2 New Studies Examine Marijuana Use among Youth

2 New Studies Examine Marijuana Use among Youth

#1: Alcohol, Marijuana and Sexual Risk among Adolescents 

A study published in Sexual Health and posted on the RAND Corporation website examined whether marijuana use alone or with alcohol contributes to sexual risk behavior among adolescents. 

These risk behaviors included having two or more sexual partners in the past 3-months and having condomless sex.  

The authors concluded that providers should screen for alcohol and marijuana use among adolescents and discuss with them how these substances alone and together may increase sexual risk behaviors. 

Read the abstract:

https://www.rand.org/pubs/external_publications/EP67532.html 

#2: Marijuana-related Adolescent Emergency Care Visits 

A study published in the Journal of Adolescent Health evaluated the impact of marijuana legalization on adolescent emergency department and urgent care visits in Colorado. 

Marijuana-related visits increased from 1.8 per 1,000 visits in 2009 to 4.9 in 2015. 

The authors concluded that there was a significant increase in adolescent marijuana-associated emergency and urgent care visits.  

Read the abstract: https://www.sciencedirect.com/science/article/pii/S1054139X18300041 

Conclusion 

These studies document two important problems associated with adolescent marijuana consumption.  

One is increased risk for sexual behaviors that can result in unplanned adolescent pregnancies and HIV/STI cases.
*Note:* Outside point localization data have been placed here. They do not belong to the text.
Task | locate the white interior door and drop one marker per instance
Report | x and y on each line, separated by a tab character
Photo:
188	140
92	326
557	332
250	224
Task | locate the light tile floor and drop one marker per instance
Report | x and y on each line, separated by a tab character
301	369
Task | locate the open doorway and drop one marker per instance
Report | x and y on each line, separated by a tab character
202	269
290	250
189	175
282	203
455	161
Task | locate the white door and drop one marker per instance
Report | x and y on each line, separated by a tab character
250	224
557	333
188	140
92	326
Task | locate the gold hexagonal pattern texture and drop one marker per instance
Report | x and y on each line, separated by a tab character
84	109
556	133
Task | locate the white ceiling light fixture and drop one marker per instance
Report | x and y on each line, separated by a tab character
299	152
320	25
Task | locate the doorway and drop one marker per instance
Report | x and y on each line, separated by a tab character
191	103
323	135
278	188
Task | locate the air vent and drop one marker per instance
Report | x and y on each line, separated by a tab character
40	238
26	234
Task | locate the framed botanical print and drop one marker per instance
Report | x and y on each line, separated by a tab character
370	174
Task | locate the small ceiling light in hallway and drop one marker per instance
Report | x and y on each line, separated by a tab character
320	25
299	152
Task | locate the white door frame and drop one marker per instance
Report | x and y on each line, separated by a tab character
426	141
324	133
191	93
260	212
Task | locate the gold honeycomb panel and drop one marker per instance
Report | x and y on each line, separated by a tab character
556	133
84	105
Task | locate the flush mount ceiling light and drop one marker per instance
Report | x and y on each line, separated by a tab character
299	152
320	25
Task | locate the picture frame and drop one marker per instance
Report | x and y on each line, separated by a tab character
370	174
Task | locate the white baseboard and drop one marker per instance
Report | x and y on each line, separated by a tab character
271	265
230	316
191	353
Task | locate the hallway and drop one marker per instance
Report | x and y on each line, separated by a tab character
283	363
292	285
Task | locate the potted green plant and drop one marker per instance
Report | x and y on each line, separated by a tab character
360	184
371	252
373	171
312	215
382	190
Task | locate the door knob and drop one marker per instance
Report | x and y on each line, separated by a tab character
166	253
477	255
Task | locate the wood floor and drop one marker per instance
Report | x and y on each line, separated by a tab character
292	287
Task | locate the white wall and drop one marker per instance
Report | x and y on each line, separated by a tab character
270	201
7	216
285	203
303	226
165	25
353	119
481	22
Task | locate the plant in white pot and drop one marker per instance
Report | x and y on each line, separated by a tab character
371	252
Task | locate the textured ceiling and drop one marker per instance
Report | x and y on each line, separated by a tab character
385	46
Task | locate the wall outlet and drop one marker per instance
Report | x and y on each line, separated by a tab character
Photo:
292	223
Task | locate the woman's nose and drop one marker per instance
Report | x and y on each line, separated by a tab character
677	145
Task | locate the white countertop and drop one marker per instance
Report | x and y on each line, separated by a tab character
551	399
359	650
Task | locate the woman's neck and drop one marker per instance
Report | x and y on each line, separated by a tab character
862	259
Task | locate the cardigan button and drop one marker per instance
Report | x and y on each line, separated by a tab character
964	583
 The second is a rise in emergency and urgent care use resulting from negative reactions to marijuana use. 

Both problems have significant negative health, social and economic consequences for youth, their families and society.  

It is critical that the provision of prevention interventions be radically increased for all youth, but particularly those in states where marijuana is legal for recreational or medical use, to counter the these and other negative outcomes which result from underage marijuana consumption.